Bösartige und gutartige Neoplasien können in verschiedenen Formen im Körper auftreten. Genomische Veränderungen wie zum Beispiel somatische Mutationen, Variationen der Genkopienanzahl oder chromosomale Translokationen spielen bei der Krebsentstehung eine große Rolle und haben einen starken Einfluss auf die Tumorbiologie. Daher wird heutzutage die Analyse des Mutationsstatus eines Tumors intensiv genutzt und wirkt sich immer stärker auf therapeutische Entscheidungen in der Krebsbehandlung aus. Bekannte Beispiele sind die Amplifikation des HER2 (ERBB2) -Gens in bestimmten Brustkrebs-Subtypen oder der Mutationsstatus der epidermalen Wachstumsfaktor-Rezeptor (EGFR) -Kinase-Domäne beim kleinzelligen Lungenkrebs (SCLC). Beide Veränderungen in Kombination mit anderen Mutationen führen zu einer unkontrollierten zellulären Proliferation, einem wichtigen Kennzeichen von Krebs.

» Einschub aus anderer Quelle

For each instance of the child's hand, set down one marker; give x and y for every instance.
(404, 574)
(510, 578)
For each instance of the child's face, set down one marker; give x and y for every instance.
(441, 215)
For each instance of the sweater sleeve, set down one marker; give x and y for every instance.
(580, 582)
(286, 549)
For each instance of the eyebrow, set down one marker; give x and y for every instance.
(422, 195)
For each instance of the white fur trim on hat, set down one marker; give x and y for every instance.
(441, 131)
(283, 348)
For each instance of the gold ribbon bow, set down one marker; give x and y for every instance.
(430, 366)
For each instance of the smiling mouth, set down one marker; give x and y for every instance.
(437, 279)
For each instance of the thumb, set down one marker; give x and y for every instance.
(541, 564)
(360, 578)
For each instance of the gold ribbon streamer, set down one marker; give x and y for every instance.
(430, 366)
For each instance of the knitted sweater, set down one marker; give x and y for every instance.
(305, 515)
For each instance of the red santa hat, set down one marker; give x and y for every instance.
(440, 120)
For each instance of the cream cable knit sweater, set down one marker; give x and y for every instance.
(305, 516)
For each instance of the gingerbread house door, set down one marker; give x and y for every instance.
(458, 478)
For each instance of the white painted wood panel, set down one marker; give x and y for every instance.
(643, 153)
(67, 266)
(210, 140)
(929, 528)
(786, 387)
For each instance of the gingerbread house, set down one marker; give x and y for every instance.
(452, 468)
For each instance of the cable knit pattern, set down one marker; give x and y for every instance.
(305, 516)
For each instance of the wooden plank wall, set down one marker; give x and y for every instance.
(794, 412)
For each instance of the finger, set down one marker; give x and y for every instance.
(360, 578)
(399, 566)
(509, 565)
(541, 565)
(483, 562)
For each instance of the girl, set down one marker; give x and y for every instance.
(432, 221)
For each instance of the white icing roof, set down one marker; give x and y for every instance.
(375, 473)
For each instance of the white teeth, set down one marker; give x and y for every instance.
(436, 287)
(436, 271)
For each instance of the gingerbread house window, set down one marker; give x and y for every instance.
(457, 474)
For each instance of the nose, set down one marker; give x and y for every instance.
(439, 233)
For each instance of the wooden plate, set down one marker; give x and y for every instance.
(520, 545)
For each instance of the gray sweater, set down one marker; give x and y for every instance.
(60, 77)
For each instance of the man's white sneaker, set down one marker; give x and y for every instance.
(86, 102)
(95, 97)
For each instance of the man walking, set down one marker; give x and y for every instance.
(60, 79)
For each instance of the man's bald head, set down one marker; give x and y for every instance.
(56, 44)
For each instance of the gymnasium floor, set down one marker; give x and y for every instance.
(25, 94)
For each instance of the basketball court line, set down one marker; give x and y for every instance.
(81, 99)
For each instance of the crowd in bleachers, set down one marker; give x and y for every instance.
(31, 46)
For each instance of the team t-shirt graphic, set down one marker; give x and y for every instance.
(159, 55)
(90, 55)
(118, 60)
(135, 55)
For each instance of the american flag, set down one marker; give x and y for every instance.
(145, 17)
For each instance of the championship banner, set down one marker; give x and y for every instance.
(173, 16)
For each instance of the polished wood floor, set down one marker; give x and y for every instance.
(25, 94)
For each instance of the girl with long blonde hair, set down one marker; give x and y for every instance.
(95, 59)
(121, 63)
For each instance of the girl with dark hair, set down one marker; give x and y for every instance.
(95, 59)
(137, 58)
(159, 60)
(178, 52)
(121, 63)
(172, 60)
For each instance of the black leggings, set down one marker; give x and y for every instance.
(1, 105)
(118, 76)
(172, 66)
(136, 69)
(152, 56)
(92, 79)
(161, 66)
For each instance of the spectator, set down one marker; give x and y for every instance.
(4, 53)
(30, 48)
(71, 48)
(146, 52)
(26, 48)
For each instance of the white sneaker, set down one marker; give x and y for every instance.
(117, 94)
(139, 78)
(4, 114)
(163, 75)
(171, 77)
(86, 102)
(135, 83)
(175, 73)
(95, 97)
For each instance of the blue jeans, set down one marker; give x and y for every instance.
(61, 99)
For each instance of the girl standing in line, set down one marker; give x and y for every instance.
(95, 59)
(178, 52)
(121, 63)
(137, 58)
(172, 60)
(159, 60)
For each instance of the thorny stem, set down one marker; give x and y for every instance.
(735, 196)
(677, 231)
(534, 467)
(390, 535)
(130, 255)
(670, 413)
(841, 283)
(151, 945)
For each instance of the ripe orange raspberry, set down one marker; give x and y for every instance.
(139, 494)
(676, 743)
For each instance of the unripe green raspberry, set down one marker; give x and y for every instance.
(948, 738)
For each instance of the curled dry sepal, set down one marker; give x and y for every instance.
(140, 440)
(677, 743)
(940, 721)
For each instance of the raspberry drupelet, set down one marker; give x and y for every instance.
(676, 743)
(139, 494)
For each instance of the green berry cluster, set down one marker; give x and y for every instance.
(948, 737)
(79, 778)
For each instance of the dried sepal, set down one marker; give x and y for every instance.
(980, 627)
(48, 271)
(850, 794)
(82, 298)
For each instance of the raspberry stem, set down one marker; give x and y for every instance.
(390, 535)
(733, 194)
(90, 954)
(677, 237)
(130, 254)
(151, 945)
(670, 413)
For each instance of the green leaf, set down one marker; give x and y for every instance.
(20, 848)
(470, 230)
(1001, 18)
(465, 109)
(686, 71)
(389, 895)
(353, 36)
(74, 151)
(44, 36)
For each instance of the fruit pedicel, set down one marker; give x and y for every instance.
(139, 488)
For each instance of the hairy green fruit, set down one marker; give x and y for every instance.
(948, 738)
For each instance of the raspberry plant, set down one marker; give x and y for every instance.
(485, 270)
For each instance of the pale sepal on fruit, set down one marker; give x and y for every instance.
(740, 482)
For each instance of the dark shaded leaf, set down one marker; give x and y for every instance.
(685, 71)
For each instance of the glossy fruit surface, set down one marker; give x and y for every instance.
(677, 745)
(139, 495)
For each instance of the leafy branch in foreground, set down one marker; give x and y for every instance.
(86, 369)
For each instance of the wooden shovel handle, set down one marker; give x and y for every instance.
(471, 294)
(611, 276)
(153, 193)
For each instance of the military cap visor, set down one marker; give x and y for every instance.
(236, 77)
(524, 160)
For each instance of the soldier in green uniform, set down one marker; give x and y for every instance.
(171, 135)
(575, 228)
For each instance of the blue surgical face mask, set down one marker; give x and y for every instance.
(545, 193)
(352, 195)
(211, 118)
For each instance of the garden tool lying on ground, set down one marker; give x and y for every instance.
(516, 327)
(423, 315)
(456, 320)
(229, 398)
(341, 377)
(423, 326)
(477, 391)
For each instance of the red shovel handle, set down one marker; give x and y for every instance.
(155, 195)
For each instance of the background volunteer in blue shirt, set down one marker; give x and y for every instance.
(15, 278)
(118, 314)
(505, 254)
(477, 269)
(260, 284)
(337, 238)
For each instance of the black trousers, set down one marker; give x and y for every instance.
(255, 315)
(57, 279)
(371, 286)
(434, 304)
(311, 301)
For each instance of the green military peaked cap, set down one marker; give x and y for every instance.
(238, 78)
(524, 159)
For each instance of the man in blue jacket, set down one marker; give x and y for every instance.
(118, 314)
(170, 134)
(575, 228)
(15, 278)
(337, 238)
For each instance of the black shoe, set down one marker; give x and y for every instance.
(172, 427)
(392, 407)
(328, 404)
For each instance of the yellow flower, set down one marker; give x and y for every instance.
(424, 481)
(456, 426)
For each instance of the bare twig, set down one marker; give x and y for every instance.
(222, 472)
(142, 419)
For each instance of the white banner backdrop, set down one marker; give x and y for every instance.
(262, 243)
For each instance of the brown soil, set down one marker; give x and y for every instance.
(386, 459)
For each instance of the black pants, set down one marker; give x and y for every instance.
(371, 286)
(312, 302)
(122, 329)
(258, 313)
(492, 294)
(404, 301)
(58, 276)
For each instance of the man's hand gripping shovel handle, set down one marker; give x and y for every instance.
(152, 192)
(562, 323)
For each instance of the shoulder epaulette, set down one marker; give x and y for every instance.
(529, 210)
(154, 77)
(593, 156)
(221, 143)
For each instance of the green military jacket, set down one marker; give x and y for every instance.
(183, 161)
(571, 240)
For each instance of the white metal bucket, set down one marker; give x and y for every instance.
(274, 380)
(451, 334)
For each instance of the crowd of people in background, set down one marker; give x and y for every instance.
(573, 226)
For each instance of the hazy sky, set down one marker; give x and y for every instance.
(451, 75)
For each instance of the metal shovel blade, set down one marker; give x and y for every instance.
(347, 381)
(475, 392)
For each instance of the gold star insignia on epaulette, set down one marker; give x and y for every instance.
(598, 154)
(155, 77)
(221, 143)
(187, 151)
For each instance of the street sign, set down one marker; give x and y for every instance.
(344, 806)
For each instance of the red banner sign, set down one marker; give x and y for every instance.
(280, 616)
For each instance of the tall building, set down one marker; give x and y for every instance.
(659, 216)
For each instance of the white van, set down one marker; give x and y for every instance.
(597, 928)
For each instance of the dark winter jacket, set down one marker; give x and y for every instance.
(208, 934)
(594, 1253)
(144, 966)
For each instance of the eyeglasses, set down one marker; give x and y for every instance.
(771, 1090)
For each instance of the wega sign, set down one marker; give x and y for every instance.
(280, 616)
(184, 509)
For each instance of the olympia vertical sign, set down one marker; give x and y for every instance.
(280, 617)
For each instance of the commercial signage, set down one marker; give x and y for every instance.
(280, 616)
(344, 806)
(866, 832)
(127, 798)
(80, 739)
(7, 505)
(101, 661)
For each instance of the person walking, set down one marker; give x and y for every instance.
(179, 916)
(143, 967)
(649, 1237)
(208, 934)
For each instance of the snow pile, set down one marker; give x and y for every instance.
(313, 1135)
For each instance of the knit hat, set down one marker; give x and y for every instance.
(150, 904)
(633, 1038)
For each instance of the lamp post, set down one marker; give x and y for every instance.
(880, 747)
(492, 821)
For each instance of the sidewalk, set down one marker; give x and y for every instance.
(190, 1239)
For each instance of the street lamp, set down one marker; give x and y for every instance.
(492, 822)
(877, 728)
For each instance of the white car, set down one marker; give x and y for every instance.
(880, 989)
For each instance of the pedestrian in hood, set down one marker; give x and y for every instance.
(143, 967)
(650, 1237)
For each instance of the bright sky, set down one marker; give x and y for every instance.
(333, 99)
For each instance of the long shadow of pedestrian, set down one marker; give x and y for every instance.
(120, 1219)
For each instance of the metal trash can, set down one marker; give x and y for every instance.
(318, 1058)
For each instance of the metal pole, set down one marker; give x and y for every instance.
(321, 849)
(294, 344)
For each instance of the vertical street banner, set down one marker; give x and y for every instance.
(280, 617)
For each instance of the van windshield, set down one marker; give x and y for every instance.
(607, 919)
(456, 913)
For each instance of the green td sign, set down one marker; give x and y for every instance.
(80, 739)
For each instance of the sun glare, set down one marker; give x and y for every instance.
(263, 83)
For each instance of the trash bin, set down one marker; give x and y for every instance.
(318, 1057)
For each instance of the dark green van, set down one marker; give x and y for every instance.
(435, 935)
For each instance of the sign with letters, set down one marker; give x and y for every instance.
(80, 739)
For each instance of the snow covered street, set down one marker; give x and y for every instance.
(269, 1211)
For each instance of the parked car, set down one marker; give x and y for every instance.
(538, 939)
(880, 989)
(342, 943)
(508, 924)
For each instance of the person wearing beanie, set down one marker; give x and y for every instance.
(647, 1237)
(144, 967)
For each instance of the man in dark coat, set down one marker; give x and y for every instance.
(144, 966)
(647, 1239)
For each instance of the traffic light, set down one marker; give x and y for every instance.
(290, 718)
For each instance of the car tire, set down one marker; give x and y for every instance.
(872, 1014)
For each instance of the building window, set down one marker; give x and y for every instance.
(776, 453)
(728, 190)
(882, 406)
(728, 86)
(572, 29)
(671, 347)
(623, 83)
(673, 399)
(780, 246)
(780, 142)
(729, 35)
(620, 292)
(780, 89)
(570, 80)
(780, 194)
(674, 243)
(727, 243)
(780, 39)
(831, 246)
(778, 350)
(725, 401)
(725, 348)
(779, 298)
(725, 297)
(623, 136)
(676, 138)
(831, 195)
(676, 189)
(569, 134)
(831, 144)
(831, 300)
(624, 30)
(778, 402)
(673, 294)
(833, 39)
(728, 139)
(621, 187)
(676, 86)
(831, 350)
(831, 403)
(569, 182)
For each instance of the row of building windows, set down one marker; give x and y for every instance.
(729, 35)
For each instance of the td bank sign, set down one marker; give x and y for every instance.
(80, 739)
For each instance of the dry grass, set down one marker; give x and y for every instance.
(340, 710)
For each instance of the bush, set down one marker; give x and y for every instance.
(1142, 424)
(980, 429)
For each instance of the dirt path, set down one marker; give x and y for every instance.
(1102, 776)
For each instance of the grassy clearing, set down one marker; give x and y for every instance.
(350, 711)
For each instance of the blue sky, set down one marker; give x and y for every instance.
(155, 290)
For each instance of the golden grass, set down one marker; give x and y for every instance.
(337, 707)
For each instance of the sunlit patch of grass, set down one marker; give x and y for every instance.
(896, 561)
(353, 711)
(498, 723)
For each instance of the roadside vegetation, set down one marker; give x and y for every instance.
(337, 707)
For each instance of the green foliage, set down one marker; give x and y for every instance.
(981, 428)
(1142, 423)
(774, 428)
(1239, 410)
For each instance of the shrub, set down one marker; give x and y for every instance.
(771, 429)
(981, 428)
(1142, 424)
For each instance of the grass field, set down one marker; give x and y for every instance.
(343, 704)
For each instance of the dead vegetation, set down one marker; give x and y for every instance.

Beide Mutationen sind heutzutage therapierbar. Während der Nachweis eines amplifizierten HER2-Gens die Behandlung mit dem HER2-spezifischen Antikörper Trastuzumab (Herceptin) auslöst, führt eine Mutation in der EGFR-Kinase-Domäne beim SCLC zur Behandlung mit dem EGFR-Kinase-Inhibitor Erlotinib (Tarceva). Beide Therapien haben das Überleben von Patienten mit dieser Erkrankung verbessert. Doch aufgrund der plastischen Natur von Krebs, können Tumoren schnell diesen Therapien aufgrund von mannigfaltigen Resistenzmechanismen entkommen.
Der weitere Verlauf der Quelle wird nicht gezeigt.